Whipple's Disease - Diagnosis

Diagnosis

Common clinical signs and symptoms of Whipple's disease include weight loss, joint pain or arthritis, diarrhea, skin rashes, fever, and adenopathy. Weight loss and diarrhea are the most common symptoms that lead to identification of the process, but may be preceded by chronic, unexplained, relapsing episodes of non-destructive seronegative arthritis, often of large joints.

Diagnosis is made by biopsy, usually by duodenal endoscopy, which reveals presence of the organism as PAS-positive, non-acid-fast macrophage inclusions. Immunohistochemical staining for antibodies against T. whipplei has been used to detect the organism in a variety of tissues, and a PCR-based assay is also available. PCR can be confirmatory if performed on blood, vitreous fluid, synovial fluid, heart valves, or cerebrospinal fluid. PCR of saliva, gastric or intestinal fluid, and stool specimens is highly sensitive, but not specific enough, indicating that healthy individuals can also harbor the causative bacterium without the manifestation of Whipple's disease, but that a negative PCR is most likely indicative of a healthy individual.

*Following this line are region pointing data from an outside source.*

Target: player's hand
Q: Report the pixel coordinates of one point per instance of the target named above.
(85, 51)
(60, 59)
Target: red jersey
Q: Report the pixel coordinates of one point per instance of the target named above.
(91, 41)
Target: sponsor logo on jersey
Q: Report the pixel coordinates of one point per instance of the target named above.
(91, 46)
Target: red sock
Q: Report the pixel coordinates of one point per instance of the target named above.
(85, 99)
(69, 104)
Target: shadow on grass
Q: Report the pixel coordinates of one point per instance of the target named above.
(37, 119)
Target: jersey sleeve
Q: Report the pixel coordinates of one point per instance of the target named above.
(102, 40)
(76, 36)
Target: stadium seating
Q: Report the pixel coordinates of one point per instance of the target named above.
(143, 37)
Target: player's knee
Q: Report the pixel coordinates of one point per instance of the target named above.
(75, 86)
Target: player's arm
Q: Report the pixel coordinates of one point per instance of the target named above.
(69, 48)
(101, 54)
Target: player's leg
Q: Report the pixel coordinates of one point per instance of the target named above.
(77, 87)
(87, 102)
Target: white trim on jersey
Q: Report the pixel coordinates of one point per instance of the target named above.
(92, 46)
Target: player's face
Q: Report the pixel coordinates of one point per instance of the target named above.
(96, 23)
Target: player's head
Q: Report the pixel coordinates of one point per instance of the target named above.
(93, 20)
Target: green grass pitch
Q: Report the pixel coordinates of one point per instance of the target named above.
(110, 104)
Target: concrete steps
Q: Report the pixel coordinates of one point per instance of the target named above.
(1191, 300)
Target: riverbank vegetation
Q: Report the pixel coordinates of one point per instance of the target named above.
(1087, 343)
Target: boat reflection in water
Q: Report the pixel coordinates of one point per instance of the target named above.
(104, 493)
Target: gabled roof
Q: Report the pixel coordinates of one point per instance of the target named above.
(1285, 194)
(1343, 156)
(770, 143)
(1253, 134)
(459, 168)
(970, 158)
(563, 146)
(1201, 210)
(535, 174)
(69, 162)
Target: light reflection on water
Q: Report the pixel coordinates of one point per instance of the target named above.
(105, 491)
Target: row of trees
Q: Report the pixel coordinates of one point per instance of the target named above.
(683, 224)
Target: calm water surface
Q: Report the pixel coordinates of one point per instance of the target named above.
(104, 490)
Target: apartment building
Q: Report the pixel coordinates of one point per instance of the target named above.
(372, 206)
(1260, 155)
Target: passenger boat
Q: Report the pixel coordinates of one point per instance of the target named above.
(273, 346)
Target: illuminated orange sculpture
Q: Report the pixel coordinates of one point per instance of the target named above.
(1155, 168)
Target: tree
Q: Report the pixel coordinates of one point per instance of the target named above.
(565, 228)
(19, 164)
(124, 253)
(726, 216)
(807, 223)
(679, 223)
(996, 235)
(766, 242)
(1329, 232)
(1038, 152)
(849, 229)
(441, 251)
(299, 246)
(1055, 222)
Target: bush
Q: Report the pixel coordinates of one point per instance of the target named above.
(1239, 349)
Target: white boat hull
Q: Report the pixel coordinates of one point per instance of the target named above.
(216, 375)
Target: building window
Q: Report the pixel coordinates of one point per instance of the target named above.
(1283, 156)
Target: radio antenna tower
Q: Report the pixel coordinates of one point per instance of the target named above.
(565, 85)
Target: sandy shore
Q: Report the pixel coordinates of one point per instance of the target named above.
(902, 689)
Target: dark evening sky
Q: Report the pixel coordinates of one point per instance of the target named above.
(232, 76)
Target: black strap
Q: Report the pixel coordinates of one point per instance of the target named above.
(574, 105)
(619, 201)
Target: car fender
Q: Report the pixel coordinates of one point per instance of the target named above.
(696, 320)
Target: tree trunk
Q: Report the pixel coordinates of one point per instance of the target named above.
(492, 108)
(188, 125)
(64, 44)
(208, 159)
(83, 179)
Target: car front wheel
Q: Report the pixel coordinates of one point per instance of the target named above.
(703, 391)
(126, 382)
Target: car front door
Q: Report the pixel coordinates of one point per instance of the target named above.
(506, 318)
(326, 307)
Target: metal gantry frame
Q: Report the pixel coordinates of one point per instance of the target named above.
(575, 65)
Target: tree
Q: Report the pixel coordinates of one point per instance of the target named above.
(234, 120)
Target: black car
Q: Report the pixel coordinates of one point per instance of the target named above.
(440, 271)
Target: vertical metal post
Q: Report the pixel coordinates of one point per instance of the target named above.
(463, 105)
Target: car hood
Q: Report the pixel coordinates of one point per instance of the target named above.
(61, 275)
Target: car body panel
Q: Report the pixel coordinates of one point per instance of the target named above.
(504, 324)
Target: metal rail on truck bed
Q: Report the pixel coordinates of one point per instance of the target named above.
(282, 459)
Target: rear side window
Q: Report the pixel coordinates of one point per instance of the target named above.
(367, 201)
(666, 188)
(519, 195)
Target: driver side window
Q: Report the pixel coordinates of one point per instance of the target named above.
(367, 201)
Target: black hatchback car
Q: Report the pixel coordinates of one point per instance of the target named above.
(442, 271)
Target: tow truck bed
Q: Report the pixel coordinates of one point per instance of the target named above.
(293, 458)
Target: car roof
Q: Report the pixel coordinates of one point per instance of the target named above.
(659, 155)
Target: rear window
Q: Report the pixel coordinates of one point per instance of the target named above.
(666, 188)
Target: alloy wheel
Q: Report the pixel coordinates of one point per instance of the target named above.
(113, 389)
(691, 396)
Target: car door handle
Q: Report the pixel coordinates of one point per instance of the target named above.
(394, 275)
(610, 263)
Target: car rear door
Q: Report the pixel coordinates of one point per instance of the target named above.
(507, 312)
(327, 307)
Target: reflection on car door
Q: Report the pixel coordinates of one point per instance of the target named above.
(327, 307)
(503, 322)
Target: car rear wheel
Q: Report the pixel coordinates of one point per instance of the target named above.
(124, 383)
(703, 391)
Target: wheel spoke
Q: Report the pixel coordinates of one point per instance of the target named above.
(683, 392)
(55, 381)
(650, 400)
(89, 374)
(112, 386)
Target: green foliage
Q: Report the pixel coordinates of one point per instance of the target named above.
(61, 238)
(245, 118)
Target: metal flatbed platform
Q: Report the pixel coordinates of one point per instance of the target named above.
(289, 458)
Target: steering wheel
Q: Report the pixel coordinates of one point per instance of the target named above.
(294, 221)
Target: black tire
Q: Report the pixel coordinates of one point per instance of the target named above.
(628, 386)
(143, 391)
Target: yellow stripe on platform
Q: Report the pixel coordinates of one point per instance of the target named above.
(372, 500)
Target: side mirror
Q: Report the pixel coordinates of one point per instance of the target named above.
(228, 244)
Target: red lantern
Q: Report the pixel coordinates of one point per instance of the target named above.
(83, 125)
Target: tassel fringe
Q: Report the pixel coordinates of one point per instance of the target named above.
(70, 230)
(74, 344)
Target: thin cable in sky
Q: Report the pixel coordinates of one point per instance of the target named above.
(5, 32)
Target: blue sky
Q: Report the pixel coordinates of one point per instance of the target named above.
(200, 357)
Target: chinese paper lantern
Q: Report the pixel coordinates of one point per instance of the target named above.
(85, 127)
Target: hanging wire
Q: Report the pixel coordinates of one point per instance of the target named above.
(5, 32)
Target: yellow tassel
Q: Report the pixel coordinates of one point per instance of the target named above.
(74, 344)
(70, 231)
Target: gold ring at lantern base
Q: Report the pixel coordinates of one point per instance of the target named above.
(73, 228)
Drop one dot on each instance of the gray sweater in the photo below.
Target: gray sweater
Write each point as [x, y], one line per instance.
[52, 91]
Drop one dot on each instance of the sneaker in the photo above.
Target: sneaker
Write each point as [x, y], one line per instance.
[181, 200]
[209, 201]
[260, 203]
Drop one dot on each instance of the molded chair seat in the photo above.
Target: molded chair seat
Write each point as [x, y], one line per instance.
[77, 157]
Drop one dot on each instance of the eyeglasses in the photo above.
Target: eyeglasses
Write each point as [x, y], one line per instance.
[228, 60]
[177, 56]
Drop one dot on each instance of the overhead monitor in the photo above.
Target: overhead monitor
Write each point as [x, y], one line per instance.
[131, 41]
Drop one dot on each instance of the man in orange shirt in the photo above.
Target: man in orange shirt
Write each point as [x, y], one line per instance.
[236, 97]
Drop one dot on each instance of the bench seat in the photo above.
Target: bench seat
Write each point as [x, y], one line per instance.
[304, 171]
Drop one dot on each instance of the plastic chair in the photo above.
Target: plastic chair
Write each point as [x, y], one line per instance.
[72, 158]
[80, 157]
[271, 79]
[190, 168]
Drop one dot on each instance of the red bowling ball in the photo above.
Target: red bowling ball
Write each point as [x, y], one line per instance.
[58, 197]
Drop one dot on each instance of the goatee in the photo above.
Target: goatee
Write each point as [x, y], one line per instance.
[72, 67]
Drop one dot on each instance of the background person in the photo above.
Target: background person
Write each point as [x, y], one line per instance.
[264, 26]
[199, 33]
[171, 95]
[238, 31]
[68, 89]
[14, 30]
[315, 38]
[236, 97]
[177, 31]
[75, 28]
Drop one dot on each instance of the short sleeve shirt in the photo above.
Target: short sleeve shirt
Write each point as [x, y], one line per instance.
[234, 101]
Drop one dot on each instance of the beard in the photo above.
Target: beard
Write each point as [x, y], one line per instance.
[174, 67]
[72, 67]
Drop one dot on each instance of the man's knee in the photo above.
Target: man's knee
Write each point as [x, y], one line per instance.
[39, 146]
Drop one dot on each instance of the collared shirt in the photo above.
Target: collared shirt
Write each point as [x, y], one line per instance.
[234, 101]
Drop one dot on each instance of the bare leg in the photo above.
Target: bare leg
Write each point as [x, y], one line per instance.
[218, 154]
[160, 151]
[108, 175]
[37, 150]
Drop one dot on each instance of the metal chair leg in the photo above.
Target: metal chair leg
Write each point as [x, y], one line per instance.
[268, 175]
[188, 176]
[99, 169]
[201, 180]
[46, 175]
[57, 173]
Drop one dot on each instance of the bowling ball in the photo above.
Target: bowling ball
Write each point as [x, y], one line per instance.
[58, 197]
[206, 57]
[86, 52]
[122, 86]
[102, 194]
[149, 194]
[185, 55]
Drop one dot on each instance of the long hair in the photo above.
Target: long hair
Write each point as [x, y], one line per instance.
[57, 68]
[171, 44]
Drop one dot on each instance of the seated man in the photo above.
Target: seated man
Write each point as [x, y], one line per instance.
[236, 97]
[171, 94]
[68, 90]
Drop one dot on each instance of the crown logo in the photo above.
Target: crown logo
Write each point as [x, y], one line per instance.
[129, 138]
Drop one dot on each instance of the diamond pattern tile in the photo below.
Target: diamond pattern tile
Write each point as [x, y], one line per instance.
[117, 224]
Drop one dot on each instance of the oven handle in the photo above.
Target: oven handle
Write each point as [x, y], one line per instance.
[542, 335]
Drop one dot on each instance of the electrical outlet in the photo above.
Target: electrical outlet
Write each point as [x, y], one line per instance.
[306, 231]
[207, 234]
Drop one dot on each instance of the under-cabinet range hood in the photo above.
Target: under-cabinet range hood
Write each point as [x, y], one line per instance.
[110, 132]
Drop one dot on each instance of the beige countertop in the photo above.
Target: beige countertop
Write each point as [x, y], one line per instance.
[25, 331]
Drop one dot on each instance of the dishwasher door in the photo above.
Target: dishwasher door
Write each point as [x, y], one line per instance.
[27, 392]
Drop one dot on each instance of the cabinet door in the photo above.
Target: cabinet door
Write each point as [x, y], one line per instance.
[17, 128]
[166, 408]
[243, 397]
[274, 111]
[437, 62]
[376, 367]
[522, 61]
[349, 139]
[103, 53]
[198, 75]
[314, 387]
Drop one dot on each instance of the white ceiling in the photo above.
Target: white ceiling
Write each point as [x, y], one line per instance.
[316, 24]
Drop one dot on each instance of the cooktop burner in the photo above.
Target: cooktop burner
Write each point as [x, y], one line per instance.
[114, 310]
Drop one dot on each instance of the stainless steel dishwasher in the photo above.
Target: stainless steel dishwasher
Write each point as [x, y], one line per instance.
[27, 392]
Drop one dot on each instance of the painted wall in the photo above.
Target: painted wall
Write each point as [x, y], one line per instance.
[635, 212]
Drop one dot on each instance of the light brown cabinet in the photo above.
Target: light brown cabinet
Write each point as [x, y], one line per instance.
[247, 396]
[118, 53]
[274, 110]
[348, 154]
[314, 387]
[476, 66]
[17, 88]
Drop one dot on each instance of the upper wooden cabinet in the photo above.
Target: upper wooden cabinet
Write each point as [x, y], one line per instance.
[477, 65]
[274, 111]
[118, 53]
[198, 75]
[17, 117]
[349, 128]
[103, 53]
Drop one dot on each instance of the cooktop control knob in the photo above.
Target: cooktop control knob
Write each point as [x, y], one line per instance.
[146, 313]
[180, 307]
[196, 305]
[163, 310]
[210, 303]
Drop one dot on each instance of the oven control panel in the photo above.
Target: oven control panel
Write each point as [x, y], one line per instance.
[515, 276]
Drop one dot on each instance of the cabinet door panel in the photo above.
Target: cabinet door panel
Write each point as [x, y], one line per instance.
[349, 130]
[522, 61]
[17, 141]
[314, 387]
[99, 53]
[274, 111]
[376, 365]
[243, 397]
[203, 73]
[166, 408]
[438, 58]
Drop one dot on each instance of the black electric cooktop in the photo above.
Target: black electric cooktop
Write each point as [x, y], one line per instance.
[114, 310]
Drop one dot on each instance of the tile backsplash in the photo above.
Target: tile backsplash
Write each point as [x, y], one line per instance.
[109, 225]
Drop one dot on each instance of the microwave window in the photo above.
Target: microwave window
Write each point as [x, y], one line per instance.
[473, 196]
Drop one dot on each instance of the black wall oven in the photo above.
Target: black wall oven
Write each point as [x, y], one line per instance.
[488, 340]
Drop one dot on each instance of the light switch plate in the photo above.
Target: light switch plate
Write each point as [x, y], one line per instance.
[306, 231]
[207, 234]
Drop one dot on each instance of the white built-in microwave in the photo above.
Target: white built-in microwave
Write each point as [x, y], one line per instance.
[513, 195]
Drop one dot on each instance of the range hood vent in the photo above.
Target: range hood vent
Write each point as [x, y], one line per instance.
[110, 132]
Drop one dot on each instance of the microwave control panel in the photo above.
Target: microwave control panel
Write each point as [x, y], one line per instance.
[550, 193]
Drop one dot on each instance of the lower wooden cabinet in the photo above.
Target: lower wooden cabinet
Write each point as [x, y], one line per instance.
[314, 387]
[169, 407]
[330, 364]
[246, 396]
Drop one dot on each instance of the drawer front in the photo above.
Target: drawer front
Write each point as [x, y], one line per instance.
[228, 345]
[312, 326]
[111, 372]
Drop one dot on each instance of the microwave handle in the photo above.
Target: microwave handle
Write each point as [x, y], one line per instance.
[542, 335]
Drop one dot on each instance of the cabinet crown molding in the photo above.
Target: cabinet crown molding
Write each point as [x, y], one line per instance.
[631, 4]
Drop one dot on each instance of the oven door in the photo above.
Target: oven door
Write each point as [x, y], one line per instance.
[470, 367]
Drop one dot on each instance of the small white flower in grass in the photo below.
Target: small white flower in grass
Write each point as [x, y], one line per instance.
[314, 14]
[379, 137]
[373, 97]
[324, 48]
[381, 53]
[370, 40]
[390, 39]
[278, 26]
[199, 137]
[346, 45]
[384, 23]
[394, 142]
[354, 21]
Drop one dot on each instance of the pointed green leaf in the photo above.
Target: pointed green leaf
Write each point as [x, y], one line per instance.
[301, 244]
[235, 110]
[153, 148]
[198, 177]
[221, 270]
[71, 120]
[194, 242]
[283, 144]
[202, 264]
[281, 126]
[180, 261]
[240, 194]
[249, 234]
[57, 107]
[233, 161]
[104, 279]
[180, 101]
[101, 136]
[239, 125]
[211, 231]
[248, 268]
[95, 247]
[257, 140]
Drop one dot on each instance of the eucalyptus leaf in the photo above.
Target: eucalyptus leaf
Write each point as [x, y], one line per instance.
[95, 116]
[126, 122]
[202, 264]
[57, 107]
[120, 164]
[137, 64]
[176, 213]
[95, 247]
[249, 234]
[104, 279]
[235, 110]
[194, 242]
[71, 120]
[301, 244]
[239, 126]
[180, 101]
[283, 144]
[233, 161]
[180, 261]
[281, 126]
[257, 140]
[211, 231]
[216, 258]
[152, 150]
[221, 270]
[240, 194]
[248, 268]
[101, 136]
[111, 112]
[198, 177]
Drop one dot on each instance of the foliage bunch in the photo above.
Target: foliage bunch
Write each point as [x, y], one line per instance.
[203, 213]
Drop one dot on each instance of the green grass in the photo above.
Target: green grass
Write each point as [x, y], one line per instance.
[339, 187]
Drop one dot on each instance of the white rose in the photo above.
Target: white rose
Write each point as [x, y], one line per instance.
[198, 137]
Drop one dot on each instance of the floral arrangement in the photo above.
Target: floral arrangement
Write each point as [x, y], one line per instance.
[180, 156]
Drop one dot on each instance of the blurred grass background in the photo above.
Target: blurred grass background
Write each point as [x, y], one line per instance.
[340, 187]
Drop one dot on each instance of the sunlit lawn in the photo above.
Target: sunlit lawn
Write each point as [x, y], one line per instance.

Endoscopy of the duodenum and jejunum can reveal pale yellow shaggy mucosa with erythematous eroded patches in patients with classic intestinal Whipple's disease, and small bowel X-rays may show some thickened folds. Other pathological findings may include enlarged mesentric lymph nodes, hypercellularity of lamina propria with "foamy macrophages", and a concurrent decreased number of lymphocytes and plasma cells, per high power field view of the biopsy.